Pour une littérature émancipatrice – par Sandrini Mini, éditrice
Avant d’avoir le livre en main, j’ai lu les articles dithyrambiques parus à l’époque (Thierry Lenain, dans Citrouille, regrettant d’avoir démissionné de l’éducation nationale tant il aurait aimé tirer tous les fils de Tanbou une année entière avec sa classe; Ricochet estimant que Tanbou était la plus belle réussite de l’année…) Quel était donc cet album auquel tenaient tant les Sorcières, et qui avait reçu le Prix Octogone 2001 du livre jeunesse et le Prix de la Francophonie de l’Éducation Nationale?
Patricia Matsakis m’a prêté son exemplaire, j’ai écouté et lu en même temps… Marie, une petite fille qui n’arrive pas à chanter «À la claire fontaine» à l’école, rencontre Donga, un musicien, qui lui offre un tambour et lui raconte l’histoire de ses ancêtres esclaves. La musique du Gwo-Ka, aux rythmes africains, revisite la célèbre chanson avec beaucoup de fraîcheur, d’enthousiasme, de gaieté. L’évocation de l’esclavage n’est ni appuyé ni didactique. Et les images libres et éclectiques de Piotr Barsony en font un magnifique livre d’artiste à la portée de tous.

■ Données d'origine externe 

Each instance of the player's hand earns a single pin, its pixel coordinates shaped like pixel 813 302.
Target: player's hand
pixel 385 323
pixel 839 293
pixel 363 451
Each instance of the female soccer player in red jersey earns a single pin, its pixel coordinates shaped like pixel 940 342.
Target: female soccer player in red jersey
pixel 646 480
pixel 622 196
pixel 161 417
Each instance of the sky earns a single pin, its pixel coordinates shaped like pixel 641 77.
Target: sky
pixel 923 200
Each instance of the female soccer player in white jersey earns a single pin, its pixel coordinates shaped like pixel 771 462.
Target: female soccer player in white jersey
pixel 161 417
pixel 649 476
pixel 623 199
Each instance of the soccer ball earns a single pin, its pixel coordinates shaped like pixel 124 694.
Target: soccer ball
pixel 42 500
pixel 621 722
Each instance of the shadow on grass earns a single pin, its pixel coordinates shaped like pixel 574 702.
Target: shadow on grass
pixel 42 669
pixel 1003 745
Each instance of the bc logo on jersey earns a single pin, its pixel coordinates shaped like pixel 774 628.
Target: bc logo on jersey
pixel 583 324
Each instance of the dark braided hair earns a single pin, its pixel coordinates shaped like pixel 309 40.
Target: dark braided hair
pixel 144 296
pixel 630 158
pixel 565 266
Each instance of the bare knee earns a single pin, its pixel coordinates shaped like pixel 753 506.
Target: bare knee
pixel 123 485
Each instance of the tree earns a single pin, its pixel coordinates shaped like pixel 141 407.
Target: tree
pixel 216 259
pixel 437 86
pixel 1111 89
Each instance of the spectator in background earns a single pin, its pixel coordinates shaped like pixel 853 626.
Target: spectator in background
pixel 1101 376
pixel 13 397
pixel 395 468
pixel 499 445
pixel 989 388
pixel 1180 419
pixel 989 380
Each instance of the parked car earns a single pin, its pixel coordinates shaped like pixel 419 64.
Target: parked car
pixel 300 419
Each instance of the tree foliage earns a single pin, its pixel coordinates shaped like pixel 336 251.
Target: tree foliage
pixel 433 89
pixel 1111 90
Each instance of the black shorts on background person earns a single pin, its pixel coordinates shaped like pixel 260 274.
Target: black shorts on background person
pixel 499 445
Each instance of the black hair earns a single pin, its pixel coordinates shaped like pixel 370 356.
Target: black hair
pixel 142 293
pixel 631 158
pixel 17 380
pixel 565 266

Depuis plus de trente ans, Syros publie des livres qui font sens, une littérature «émancipatrice», mais sans céder à la pente du livre à message ou seulement militant. C’est bien la qualité artistique, l’authenticité de la démarche créative qui fait d’un album, ou d’un roman, un livre intemporel et universel. Tanbou entre dans cette catégorie.
Je connais bien la Guadeloupe où j’ai de la famille, je suis moi-même musicienne, j’avais ressenti l’urgence de publier des livres luttant contre le racisme après les dernières élections présidentielles (nous avons édité en 2013 le documentaire intergénérationnel Les Mots indispensables pour parler du racisme)… Voilà aussi sans doute pourquoi nous nous sommes emparés du projet. Il faisait écho à un désir d’éditeur, il avait toute sa place dans notre catalogue, il nous donnait le privilège d’avoir un lien nouveau avec des librairies que nous admirons de longue date.